September Swing

Swimming Upstream

Disclaimer: This post contains thoughts on crypto, a volatile and risky asset class. It is not investment advice, and you should do your own research. All information is for educational purposes only. Please don’t take risks with money you’re not willing to lose.

Since Bitcoin first garnered global attention in 2013, September has been a consistently losing month. In all but three years has the monthly candle finished green, and average returns over that same time period equate to -3.77%. Despite this, BTC shattered historic expectations and ended overwhelmingly positive (+7.29%) amidst news of rate cuts, ETF options, and Solana Breakpoint.

via Coinglass

Rate Cuts

In the much anticipated September Federal Open Market Committee meeting, the Federal Reserve lowered interest rates by 50 basis points (0.50%) - signifying the first expansionary monetary policy in four years. This effectively reduces the federal funds rate to a target range of 4.75% to 5%.

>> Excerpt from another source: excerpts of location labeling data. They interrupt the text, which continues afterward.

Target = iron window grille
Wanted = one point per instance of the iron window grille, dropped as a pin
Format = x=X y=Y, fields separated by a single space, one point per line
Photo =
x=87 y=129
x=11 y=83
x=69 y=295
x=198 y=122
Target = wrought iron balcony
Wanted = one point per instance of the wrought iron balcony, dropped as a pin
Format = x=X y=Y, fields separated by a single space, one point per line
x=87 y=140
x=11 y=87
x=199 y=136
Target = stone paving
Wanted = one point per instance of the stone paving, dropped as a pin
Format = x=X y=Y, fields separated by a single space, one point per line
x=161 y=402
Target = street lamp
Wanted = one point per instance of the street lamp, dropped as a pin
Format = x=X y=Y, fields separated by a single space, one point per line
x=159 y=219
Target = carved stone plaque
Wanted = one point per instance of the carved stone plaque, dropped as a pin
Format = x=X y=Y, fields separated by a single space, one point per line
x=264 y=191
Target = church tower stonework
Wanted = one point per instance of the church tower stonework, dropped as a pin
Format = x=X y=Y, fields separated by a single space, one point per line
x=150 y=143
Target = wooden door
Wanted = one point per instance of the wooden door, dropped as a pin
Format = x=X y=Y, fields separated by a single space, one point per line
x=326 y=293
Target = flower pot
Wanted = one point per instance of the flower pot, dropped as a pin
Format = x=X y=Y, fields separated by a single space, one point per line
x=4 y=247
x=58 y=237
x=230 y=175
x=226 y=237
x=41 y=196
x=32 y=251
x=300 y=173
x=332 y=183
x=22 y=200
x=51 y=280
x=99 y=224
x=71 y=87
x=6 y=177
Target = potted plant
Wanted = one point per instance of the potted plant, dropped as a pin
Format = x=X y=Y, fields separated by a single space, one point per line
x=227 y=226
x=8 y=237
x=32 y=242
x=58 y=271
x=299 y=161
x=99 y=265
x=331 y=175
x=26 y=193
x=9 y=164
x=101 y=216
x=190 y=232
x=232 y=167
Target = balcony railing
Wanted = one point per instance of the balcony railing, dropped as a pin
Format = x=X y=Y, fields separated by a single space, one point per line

While cuts of 50 bps are generally reserved for times of crisis such as Covid-19, Chairman Jerome Powell noted that the key factor behind the decision was the slowing labor market (as opposed to inflation).

The Federal Reserve has a dual-mandate, (1) to keep inflation low, and (2) to support full employment. Policy changes are generally more influenced by the former.

In this instance, inflation has fallen faster than expected while August’s labor market data shows that job growth has substantially slowed. Simultaneously rebalancing their dual-mandate, the beginning of this rate-cutting cycle reflects the Fed’s revised effort to support maximum employment.

via Bloomberg

Significance

The federal funds rate refers to the interest rate at which depository institutions (i.e. banks, credit unions) lend reserve balances to each other on an overnight basis. This also indirectly affects yield on consumer loans, mortgages, and savings accounts. When interest rates are lowered, borrowing becomes cheaper - encouraging consumer spending. Conversely, lending becomes more expensive - incentivizing consumer investment.

Consider a typical high-yield savings account. If x bank offers 5.25% and a client deposits $10m, they will effectively make $525k / year just off of interest (with limited to no downside risk). As rates lower, so does the expected yield. At a hypothetical cycle-end of 2.75%, the client only makes $275k / year - suddenly it makes more sense to diversify into assets that may have added risk, but returns that likely outsize passive yield.

IBIT Options

While Bitcoin has outperformed virtually all asset classes since its inception, it took the SEC nearly a decade to recognize it as a commodity with significant institutional interest. Nonetheless, spot ETFs were approved earlier this year and the record-breaking launch of BlackRock’s IBIT effectively solidified Bitcoin’s mainstream appeal (>$10b inflows in just under two months). With the floodgates now open, the SEC more recently approved options trading for IBIT - likely confirming the same for other filings in the weeks to come.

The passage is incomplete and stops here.